A new study has found that number of new colon and rectal cancers diagnoses has increased among the young adults, but has fallen among the elderly people.
According to the researchers, this is not a good sign as if the trend continues then it would lead to a very gloomy picture by 2030 as far as rate of colon and rectal cancer cases are concerned.
By 2030, the number of cases related to colon and rectal cancers is expected to roughly double among the age group of 20 and 34-year-old and increase by 28-46 percent among those falling under 35 to 49 year age group.
Lead study author Dr. Christina Bailey, from the University of Texas MD Anderson Cancer Center in Houston, said, “You have to recognize that the incidence rate is increasing in young patients and you have to take their complaints seriously.”
According to Bailey, it is still unclear that why the numbers of such cancers are growing among young people.
The rising number of cases can only be checked with proper and early diagnosis of the disease, Bailey said.
For the study, the researchers gathered information from the US database of cancer cases between 1975 and 2010 to figure out the rising incidence of both the cancer types among various age groups.
The researchers found that the incidence of these cancer types among all age groups dropped by about one percent during the given period. However, the declining figures were only restricted to those who were 50-year-old and older. There were rise in cases for the young population between ages 20 and 49 years.
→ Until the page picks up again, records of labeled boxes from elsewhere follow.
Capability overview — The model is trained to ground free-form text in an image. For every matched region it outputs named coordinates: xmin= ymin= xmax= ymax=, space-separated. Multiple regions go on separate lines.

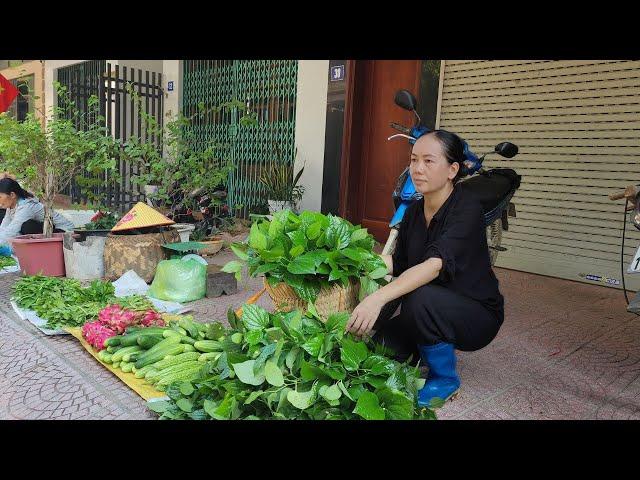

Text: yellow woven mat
xmin=65 ymin=327 xmax=167 ymax=400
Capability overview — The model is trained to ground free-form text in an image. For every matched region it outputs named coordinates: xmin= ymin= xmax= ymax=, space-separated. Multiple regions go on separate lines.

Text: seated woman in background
xmin=0 ymin=175 xmax=74 ymax=255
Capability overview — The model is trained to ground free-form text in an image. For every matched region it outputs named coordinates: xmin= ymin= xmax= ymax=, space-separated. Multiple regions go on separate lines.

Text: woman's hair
xmin=0 ymin=178 xmax=33 ymax=198
xmin=427 ymin=130 xmax=468 ymax=185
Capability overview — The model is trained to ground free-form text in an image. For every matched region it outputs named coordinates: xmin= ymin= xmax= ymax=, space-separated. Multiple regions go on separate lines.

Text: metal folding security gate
xmin=182 ymin=60 xmax=298 ymax=216
xmin=58 ymin=60 xmax=164 ymax=211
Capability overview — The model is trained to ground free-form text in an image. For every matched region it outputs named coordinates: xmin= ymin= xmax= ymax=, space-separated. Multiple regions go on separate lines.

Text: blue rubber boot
xmin=418 ymin=343 xmax=460 ymax=408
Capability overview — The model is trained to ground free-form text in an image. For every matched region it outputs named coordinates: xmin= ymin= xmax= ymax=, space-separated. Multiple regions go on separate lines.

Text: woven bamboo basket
xmin=264 ymin=278 xmax=360 ymax=320
xmin=104 ymin=230 xmax=180 ymax=283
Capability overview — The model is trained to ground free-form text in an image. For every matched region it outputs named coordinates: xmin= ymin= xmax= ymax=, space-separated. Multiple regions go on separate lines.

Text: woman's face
xmin=409 ymin=135 xmax=460 ymax=195
xmin=0 ymin=192 xmax=17 ymax=208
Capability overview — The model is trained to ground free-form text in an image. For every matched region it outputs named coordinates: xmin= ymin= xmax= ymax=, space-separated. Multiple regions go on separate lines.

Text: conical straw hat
xmin=111 ymin=202 xmax=176 ymax=232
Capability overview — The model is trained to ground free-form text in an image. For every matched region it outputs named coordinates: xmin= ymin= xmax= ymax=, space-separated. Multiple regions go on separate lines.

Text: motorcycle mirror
xmin=394 ymin=89 xmax=418 ymax=112
xmin=495 ymin=142 xmax=518 ymax=158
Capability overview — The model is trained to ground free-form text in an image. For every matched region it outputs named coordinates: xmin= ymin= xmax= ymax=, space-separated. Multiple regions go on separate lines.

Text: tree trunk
xmin=42 ymin=171 xmax=56 ymax=238
xmin=42 ymin=204 xmax=53 ymax=238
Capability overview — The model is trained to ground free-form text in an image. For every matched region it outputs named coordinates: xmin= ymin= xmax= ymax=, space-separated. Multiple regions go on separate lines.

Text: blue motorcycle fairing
xmin=389 ymin=202 xmax=411 ymax=228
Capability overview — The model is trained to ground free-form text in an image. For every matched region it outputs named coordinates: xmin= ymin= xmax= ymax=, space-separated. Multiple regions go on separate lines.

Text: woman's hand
xmin=347 ymin=292 xmax=385 ymax=337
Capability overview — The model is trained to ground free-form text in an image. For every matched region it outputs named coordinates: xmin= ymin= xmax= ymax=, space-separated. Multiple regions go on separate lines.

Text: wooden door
xmin=341 ymin=60 xmax=421 ymax=242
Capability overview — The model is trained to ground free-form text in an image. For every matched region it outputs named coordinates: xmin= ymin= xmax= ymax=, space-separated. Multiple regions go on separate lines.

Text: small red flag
xmin=0 ymin=74 xmax=18 ymax=113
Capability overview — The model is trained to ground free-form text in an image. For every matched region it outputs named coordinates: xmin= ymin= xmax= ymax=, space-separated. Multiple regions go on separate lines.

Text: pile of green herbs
xmin=223 ymin=209 xmax=387 ymax=302
xmin=13 ymin=275 xmax=153 ymax=330
xmin=148 ymin=305 xmax=436 ymax=420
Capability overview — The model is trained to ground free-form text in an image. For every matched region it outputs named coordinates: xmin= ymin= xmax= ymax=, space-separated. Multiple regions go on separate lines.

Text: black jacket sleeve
xmin=423 ymin=197 xmax=485 ymax=283
xmin=393 ymin=205 xmax=415 ymax=277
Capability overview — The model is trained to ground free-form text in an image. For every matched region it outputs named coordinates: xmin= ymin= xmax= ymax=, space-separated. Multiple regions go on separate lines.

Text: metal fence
xmin=182 ymin=60 xmax=298 ymax=216
xmin=58 ymin=60 xmax=164 ymax=212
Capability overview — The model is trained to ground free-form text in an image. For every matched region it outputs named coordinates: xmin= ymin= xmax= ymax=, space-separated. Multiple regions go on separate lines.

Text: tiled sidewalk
xmin=0 ymin=252 xmax=640 ymax=419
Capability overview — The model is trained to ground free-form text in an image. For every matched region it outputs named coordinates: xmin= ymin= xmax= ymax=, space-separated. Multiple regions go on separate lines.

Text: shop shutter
xmin=439 ymin=60 xmax=640 ymax=290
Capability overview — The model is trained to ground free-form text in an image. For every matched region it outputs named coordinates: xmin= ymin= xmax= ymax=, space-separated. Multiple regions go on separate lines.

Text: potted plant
xmin=258 ymin=163 xmax=305 ymax=214
xmin=0 ymin=82 xmax=120 ymax=276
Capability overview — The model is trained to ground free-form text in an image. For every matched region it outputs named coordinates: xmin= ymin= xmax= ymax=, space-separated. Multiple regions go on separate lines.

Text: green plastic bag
xmin=147 ymin=259 xmax=207 ymax=303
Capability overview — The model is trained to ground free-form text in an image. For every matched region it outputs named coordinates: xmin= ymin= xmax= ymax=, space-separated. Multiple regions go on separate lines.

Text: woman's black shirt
xmin=393 ymin=185 xmax=504 ymax=323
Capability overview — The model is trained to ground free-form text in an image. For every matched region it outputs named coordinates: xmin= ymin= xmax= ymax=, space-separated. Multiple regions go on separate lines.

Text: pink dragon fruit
xmin=140 ymin=310 xmax=166 ymax=327
xmin=98 ymin=305 xmax=165 ymax=334
xmin=82 ymin=320 xmax=116 ymax=351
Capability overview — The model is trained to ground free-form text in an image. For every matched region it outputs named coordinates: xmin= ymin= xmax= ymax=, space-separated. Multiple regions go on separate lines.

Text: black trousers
xmin=373 ymin=284 xmax=502 ymax=361
xmin=20 ymin=220 xmax=64 ymax=235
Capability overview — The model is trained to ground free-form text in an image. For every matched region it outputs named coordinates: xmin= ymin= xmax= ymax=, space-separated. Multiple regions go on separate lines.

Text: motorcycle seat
xmin=460 ymin=168 xmax=521 ymax=215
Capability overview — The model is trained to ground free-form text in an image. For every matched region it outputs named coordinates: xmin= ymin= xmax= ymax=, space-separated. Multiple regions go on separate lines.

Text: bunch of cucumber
xmin=98 ymin=318 xmax=222 ymax=391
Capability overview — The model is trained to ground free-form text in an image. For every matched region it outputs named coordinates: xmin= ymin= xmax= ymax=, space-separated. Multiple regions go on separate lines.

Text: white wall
xmin=162 ymin=60 xmax=182 ymax=121
xmin=118 ymin=60 xmax=163 ymax=78
xmin=294 ymin=60 xmax=332 ymax=211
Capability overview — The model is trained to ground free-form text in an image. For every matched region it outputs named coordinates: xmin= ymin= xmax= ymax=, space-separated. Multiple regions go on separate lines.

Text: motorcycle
xmin=147 ymin=183 xmax=231 ymax=237
xmin=382 ymin=90 xmax=521 ymax=265
xmin=609 ymin=185 xmax=640 ymax=315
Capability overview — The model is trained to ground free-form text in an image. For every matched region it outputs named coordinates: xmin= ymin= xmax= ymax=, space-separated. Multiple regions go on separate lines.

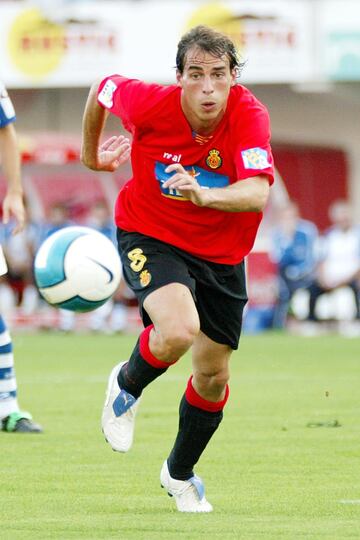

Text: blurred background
xmin=0 ymin=0 xmax=360 ymax=337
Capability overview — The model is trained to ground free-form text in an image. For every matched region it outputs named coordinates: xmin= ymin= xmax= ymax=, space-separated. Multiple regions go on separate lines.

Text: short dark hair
xmin=176 ymin=25 xmax=244 ymax=73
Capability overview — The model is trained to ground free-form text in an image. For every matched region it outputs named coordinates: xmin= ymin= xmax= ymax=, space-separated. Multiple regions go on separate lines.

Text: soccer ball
xmin=34 ymin=227 xmax=121 ymax=312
A rising number of advanced cancers cases were also diagnosed among younger people, researchers said.
People falling under the age group of 20 to 34 years constituted one percent of all colon and rectal cancer cases, while those aged 35 to 49 made up about seven percent of all such cases.
With the help of computer model, the research team predicts that the cases of new colon cancers among young people between 20 to 34 years will surge by 90 percent, while the number of new rectal cancers will rise by about 124 percent by 2030.
The study was detailed in the journal JAMA Surgery.